Take a movie. Leave a movie. A growing trend comes to south Minneapolis.

A Free Blockbuster box outside Heroic Goods & Games in south Minneapolis
Courtesy of Heroic Goods & Games

Blockbuster is back. And now it’s littler and free.

This Saturday morning, Heroic Goods & Games on Minnehaha Avenue in south Minneapolis will “unveil” (their knowingly hyperbolic word) a “Free Blockbuster,” the third such franchise to sprout up in Minnesota this year.

The idea here, as you’ve maybe caught on, is similar to the one behind the Free Little Library. There’s a box. You drop off movies you don’t want anymore in the box. You snag other people’s unwanted movies to watch, and drop ’em off when you’re done. 

Paul Zenisek, Heroic’s owner, learned of the concept when some friends opened a Free Blockbuster in St. Louis Park earlier this year, the first in the state. A second started in Burnsville just this week. As the old journalistic adage says: Three's a trend.

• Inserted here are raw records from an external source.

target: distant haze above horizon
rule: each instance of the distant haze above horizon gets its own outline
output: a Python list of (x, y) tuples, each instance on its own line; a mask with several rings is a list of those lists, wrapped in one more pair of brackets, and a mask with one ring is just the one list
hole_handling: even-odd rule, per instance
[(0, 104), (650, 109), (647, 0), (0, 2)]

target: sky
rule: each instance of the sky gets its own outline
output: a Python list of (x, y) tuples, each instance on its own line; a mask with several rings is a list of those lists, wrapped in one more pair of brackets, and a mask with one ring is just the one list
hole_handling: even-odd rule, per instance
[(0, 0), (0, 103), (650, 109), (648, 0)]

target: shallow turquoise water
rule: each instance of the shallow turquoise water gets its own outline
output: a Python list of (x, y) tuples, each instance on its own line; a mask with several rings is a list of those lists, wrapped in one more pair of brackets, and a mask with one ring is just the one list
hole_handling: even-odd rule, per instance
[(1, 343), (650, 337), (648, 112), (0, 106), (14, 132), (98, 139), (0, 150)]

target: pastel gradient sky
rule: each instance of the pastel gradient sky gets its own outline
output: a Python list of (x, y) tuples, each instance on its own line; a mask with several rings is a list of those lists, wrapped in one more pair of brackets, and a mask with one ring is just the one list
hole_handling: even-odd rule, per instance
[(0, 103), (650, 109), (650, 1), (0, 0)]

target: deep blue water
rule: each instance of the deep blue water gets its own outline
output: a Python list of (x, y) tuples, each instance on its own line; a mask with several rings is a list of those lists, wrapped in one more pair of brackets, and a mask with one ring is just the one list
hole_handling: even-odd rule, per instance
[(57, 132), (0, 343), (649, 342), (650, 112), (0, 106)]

Free Blockbuster kicked off three years ago in Los Angeles, when Brian Morrison noticed all the unused newspaper boxes in town. He stashed a pal’s excess videos in a box in 2019 and the concept was born. The goal? To “combat the myth of scarcity” and demonstrate that physical media still had value to people.

Boxes have gone up nationwide since then. Some folks design their own; others (like Heroic) order a pre-made box from Morrison's org.

While Heroic is, as its name lets on, a retail store dedicated primarily to games (board games, card games, and used video games), its owner has seen firsthand that even in the streaming age, there’s still a demand for the “tactile” experience for discs and videocassettes. “We sell used movies in the store, and we have people stopping in from the neighborhood regularly for them,“ Zenisek says.

Not that the irony of a defunct corporate behemoth being transformed into a symbol of neighborhood resource pooling is lost on him. “I’m surprised that Blockbuster is getting the nostalgia push, a giant company that put lots of small companies out of business,” he says, laughing.

Heroic plans to stock the initially with as many formats as possible: DVD and VHS, of course, but also Laserdisc (“they don’t fit in the box though”) and even something from the store owner's private stash of Super 8 films.

Right now, the only concern is that the Free Blockbuster will be too popular, as Saturday morning's inaugural "event," posted as kind of a goof, gathers increasing attention online. “People are saying ‘I’m bringing 30 movies to drop off’ and the box only holds 20, so I’d better get some storage ready," Zenisek says.